Gedenken an Brückenunglück in Genua: Tränen und Warten auf Prozess
Mit Tränen, einer Schweigeminute und Politiker-Ansprachen hat Italien des Brückeneinsturzes in Genua vor zwei Jahren gedacht. Exakt zur Zeit des Unglücks um 11.36 Uhr nahmen sich Angehörige der 43 Todesopfer am Freitag nahe dem Brücken-Neubau in die Arme und schwiegen in Erinnerung an die Katastrophe.

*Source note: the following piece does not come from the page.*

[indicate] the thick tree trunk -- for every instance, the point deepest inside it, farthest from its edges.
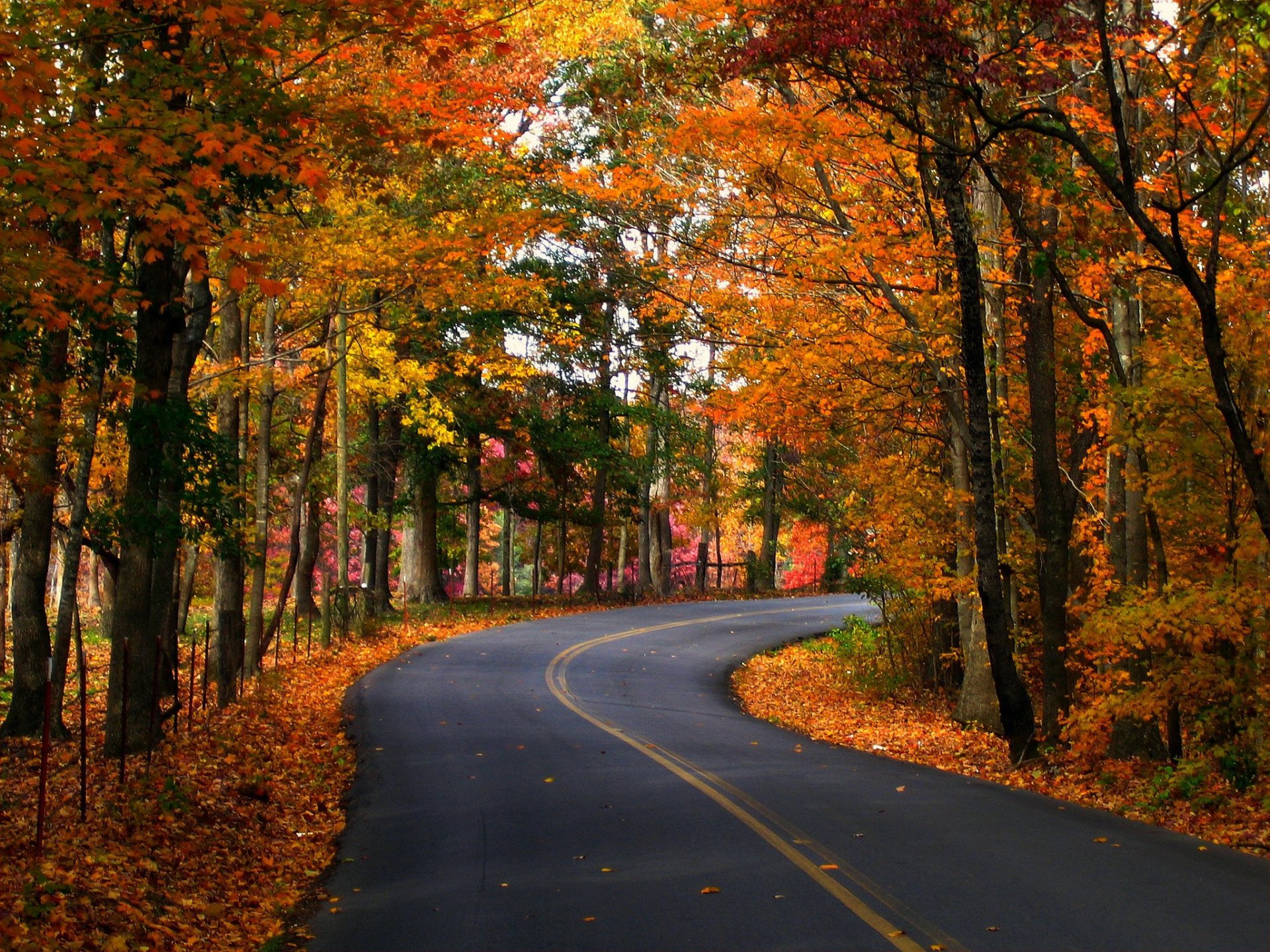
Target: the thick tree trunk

In der Hafenstadt läuteten Kirchenglocken. Zuvor war dort eine Gedenkstätte mit 43 unterschiedlichen Bäumen eingeweiht worden. Premier Giuseppe Conte sagte bei der Veranstaltung, die Opfer «werden wir nie vergessen können». Die juristische Aufarbeitung, bei der Ermittler die Schuldfrage klären wollen, nannte er eine «Verpflichtung».
Am 14. August 2018 war in der ligurischen Hafenstadt die Morandi-Autobahnbrücke zusammengebrochen. Autos und Lastwagen stürzten in die Tiefe. 43 Menschen starben. Hunderte, die unter der Hochbrücke gewohnt hatten, wurden obdachlos. Am 3. August war der Neubau unter dem Namen San Giorgio eingeweiht worden.

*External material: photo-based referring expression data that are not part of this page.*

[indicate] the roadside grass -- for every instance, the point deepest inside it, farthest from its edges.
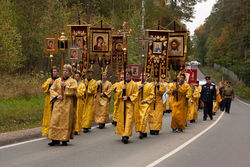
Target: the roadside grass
(240, 89)
(21, 113)
(21, 101)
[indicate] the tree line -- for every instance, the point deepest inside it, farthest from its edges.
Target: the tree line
(224, 38)
(24, 24)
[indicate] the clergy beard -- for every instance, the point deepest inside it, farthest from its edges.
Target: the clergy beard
(54, 78)
(65, 78)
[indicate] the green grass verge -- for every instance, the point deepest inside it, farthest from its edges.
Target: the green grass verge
(21, 113)
(240, 89)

Egle Possetti vom Angehörigen-Komitee wiederholte am Freitag bei dem Gedenken ihre Forderung nach einem zügigen Gerichtsverfahren. «Es ist nicht länger akzeptabel, dass Prozesse Jahrzehnte dauern können», sagte sie. Die Angehörigen litten doppelt Schmerzen, weil sie auf «Gerechtigkeit warten, die vielleicht niemals kommen wird».

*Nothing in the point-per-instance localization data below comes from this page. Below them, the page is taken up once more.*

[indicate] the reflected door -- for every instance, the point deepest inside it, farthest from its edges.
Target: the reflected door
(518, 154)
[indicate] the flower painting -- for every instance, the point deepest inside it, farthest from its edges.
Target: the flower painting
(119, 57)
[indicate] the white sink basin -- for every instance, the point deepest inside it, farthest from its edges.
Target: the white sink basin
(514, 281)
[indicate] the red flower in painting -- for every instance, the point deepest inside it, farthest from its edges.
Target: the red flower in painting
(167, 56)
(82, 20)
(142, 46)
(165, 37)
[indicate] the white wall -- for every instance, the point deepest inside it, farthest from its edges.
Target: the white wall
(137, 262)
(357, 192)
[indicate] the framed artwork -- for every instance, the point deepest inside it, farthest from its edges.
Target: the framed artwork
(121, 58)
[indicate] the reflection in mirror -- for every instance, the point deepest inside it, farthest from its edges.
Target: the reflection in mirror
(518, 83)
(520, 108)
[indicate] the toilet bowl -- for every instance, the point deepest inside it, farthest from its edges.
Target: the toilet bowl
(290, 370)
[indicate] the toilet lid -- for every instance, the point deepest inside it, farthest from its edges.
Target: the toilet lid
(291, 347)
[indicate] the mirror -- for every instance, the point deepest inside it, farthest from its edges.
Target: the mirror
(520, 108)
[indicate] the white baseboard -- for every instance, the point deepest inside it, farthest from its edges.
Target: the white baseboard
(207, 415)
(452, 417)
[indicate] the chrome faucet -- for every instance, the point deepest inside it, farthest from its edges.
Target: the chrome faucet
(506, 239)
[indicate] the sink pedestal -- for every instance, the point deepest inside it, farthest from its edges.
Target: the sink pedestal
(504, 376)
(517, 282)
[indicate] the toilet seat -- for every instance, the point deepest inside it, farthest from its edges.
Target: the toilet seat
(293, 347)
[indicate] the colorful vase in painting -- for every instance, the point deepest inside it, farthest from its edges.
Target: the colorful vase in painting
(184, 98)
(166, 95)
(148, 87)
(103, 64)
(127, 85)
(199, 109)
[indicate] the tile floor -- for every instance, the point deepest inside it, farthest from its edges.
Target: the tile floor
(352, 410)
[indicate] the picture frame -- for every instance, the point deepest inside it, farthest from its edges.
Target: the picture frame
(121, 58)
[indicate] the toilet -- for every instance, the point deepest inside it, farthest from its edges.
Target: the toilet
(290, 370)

Die Staatsanwaltschaft in Genua ermittelt nach eigenen Angaben gegen mehr als 70 Menschen; teils Beschäftigte vom privaten Autobahnbetreiber, aber auch andere womöglich Verantwortliche. Es besteht der Verdacht, dass es an der Brücke Wartungsmängel gab. In den ersten Monaten 2021 würden die Untersuchungen zu einem Ergebnis kommen, kündigte die Justizbehörde in der Zeitung «La Repubblica» am Donnerstag an.